Full error: https://gist.github.com/davidberard98/e5054d628c0855cb560837600cd35399

This is my best effort at a minimal repro, but it fails with a different error.

import torch
import torchdynamo

import logging
torchdynamo.config.verbose = True
torchdynamo.config.log_level = logging.DEBUG

class CustomObject:
    def __init__(self, a, b, c):
        self.a = a
        self.b = b
        self.c = c

class MyModule(torch.nn.Module):
    def __init__(self, rand):
        self.rand = rand

    def forward(self, x, y, obj):
        return CustomObject(
            x+y*obj.a,
            (x+y).relu() - obj.b,
            (x+y).sin() * self.rand + obj.c,
        )

# simulate the fact that is_allowed(DistributedDataParallel) returns true
torchdynamo.allow_in_graph(MyModule)

mod = MyModule(torch.rand((10, 10), device='cuda'))
x, y = [torch.rand((10, 10), device='cuda') for _ in range(2)]

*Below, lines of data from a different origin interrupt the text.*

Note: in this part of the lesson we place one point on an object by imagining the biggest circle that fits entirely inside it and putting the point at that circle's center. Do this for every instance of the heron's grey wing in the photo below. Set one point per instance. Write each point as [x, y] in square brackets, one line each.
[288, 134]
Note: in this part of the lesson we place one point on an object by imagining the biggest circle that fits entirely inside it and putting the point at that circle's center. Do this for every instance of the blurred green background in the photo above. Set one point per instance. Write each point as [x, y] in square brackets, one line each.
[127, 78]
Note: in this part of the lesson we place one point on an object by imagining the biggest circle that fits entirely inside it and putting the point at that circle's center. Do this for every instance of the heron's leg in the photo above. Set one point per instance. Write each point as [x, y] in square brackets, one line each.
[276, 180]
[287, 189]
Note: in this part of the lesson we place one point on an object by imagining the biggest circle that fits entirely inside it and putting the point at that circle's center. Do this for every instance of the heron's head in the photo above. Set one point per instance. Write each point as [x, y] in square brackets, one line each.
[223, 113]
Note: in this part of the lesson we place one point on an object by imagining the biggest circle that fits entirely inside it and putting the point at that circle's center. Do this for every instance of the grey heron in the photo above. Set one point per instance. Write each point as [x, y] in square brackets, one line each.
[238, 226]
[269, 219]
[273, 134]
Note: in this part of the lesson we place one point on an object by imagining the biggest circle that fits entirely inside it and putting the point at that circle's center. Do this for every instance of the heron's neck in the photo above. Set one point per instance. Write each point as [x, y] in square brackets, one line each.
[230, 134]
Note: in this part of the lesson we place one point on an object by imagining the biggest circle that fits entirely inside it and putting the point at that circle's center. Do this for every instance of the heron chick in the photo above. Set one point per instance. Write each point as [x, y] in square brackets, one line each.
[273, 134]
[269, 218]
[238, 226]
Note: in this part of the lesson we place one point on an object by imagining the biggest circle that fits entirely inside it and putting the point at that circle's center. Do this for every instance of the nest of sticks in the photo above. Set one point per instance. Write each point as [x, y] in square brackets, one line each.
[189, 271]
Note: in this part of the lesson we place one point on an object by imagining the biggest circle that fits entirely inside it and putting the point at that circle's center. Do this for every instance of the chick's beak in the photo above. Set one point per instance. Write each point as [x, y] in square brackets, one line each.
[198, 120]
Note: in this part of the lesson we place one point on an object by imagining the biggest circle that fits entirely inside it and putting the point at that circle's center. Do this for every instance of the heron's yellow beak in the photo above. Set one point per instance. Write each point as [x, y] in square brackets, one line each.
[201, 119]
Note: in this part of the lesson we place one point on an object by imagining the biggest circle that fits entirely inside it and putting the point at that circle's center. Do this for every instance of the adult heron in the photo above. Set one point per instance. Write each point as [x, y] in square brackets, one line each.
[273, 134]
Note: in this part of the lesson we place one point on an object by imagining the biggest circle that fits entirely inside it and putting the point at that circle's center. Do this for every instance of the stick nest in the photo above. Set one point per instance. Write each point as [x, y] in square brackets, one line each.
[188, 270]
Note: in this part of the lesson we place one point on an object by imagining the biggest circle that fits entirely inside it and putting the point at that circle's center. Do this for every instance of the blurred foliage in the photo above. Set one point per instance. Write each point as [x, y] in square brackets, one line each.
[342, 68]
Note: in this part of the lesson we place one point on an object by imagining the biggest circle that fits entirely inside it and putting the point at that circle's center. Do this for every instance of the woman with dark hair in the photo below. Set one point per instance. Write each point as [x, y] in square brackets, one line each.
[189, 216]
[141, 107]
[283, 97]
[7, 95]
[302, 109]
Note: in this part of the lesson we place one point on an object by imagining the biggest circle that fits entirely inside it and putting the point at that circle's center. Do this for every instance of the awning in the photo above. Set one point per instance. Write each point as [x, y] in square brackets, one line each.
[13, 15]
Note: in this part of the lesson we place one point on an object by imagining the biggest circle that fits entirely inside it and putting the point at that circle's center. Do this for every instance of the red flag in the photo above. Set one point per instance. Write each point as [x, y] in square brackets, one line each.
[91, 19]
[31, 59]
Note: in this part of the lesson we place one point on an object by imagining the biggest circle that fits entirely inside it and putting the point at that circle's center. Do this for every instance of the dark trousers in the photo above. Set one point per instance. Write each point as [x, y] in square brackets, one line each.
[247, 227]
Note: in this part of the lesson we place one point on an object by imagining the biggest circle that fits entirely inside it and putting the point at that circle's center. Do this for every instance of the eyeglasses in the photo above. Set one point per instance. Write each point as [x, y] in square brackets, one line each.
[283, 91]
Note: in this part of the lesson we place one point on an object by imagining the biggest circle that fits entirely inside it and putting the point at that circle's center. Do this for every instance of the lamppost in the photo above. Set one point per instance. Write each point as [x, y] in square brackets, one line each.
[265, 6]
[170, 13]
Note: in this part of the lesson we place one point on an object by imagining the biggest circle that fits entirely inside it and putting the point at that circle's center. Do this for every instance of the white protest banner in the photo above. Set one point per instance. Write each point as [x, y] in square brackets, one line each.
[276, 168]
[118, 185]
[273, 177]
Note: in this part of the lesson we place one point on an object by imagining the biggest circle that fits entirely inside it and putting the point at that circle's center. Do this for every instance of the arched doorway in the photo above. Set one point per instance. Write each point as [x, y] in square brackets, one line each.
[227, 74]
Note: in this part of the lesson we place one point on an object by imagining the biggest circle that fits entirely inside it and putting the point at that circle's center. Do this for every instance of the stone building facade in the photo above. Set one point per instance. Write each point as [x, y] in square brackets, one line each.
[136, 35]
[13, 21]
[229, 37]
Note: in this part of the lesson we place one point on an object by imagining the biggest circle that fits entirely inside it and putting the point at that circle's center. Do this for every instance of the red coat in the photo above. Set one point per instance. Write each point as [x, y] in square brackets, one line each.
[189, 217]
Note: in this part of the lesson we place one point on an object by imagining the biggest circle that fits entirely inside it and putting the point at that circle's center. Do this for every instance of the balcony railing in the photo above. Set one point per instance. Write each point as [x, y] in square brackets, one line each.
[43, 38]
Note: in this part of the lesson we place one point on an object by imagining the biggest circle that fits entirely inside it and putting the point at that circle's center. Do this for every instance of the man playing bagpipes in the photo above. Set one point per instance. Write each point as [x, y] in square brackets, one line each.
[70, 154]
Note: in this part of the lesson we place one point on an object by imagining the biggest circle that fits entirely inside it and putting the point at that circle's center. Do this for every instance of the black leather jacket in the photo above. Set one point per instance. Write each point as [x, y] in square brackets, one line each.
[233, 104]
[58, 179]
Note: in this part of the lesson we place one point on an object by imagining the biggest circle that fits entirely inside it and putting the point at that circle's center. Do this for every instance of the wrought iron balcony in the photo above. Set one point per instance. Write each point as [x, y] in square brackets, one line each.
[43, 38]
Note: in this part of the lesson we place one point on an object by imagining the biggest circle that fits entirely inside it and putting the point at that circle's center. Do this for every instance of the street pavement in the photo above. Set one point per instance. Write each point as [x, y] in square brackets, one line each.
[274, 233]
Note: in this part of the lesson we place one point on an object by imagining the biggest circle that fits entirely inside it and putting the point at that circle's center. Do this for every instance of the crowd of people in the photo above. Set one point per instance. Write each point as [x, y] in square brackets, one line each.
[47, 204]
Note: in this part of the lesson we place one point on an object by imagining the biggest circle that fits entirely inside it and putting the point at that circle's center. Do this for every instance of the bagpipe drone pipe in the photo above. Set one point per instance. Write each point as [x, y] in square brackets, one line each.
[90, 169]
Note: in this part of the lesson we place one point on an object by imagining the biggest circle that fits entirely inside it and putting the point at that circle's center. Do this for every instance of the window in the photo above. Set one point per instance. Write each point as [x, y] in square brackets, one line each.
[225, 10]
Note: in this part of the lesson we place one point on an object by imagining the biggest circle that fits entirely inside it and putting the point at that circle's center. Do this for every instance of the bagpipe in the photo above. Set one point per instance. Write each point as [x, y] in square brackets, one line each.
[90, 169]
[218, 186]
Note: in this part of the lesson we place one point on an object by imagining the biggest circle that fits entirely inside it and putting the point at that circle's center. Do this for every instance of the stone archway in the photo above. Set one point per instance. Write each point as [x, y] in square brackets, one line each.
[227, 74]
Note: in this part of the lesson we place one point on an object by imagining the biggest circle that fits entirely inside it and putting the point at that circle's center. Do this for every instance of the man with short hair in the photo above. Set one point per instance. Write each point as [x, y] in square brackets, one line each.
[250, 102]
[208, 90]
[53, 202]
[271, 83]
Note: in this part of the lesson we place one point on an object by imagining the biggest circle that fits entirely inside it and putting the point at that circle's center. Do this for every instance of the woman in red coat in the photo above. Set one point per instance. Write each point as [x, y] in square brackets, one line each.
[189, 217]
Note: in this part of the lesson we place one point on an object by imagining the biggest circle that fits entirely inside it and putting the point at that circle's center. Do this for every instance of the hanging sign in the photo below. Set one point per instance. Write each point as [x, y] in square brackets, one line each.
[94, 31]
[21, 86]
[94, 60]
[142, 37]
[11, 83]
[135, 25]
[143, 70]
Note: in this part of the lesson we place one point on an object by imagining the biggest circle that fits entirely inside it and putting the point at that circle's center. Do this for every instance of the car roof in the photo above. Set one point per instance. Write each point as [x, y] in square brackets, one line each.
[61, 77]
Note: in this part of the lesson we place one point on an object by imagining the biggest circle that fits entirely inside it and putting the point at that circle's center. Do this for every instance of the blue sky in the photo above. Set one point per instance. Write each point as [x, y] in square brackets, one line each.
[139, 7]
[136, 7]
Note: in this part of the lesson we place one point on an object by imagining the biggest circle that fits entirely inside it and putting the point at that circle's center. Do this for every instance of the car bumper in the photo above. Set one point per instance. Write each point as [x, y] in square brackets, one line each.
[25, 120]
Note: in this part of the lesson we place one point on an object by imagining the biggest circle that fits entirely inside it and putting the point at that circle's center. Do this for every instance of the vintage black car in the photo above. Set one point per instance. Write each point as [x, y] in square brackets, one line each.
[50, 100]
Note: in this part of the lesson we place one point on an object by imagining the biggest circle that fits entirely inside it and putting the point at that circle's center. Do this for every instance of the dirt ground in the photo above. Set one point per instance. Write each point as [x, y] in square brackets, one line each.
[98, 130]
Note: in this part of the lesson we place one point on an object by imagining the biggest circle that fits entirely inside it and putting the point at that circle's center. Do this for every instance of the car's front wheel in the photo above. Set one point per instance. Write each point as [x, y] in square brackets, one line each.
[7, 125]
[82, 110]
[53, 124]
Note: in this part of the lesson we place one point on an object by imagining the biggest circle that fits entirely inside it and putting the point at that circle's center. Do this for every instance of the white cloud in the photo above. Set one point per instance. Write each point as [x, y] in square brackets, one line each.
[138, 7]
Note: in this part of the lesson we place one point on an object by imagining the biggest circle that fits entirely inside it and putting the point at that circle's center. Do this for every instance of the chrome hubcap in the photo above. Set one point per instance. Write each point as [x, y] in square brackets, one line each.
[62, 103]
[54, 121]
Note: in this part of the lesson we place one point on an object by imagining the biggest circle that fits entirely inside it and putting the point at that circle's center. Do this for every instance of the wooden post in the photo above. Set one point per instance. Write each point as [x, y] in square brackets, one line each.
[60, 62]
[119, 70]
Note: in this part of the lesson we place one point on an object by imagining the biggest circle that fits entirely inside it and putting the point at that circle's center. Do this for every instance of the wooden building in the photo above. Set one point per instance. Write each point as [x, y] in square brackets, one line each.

obj = CustomObject(*[torch.rand((10, 10), device='cuda') for _ in range(3)])
args = [x, y, obj]

@torchdynamo.optimize("inductor")
def fn(args):
    return mod(*args)

fn(args)
wconstab commented 2 years ago

cc @anijain2305 @xuzhao9 - i recall having to handle the non-standard outputs from bert at the benchmark layer, but, i don't remember having to deal with handling them in the dynamo/fx layer. are we just calling/compiling the model differently now such that this shows up, or has something regressed?

yanboliang commented 2 years ago

@davidberard98 For your minimal repro, the error is because you missed super().__init__() in MyModule's constructor function. Adding that makes it work well.

anijain2305 commented 2 years ago

Can we close this one @davidberard98 ?

davidberard98 commented 2 years ago

Yes, I think this is not an issue now.